Statement made on 11 February 2009 by Senator Céline Hervieux-Payette
Hon. Céline Hervieux-Payette:
Honourable senators, it is with a great deal of emotion that I rise today to pay tribute to an exceptional individual who was both a great servant of the state and a skilled builder of this country. With his many accomplishments and remarkable personality, Jean Pelletier leaves an undying memory for all those who knew him.
For 40 years, he served his fellow citizens at the municipal, provincial and federal levels. In speaking of his friend, companion and the man who was his chief of staff for 10 years, the Right Honourable Jean Chrétien said that Jean Pelletier was a hard working, devoted, faithful, skilled man, with unrivalled class. This great public servant was an inspiration to young people, an advisor to leaders and the conscience of an extraordinary team.
Faced with difficult decisions that he often had to make with the prime minister, Jean Pelletier said of himself, in an interview conducted a few months before his death, that the boss is always alone when he makes the final decision. Others remarked that his personal style was to rule with an iron fist. Yes, he ruled with an iron fist; but his smile was warm and welcoming.
In 1995, when he called to offer me a Senate seat, on the eve of the Quebec referendum, he really had to insist and use his iron fist to convince me. I was vice-president of a private company but I thought I was too young and I believed that the Senate had a very bad reputation and was only for old people.
Thirteen years after taking Mr. Pelletier's advice, I have changed my mind about the Senate. It is with pride that I speak about Jean Pelletier today.
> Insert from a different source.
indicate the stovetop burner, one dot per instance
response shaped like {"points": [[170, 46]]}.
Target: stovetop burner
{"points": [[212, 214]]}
He entered the working world as a journalist. Then he moved into politics — but not Liberal politics — when he became press secretary first to Maurice Duplessis and later to Paul Sauvé and Antonio Barrette. In the private sector, he chaired the Quebec Winter Carnival in 1973. This position had an impact on the events that determined his future. It was as mayor of Quebec City that he was first recognized with admiration in Quebec, in Canada and abroad.
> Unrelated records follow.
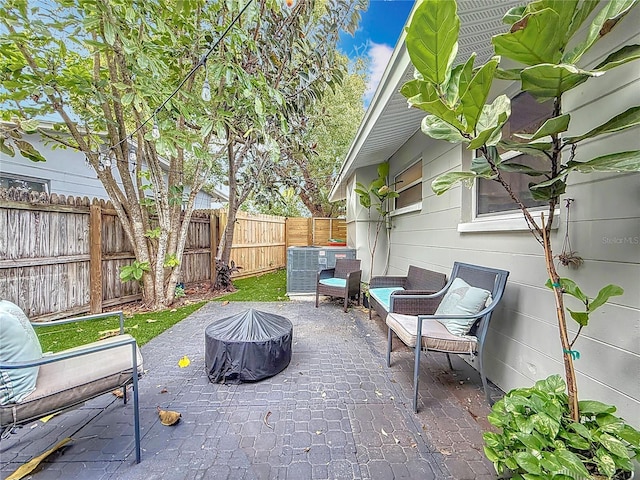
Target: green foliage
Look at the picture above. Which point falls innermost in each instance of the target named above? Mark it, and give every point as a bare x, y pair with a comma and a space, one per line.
538, 438
571, 288
540, 33
135, 271
171, 261
269, 287
142, 326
He was chief magistrate of Quebec City for 12 years. To list all of his accomplishments would take too long. However, we cannot overlook the enormous success he achieved in having the Historic District of Old Québec declared a UNESCO world heritage site. I must also point out the courage and imagination he showed in forcing the Canadian government's hand in order to bring passenger trains back to Quebec City's downtown core.
I would like to take this opportunity to once again express our deepest sympathies to his family and his wife, and to thank them for sharing Jean with us for so many years in service to his community.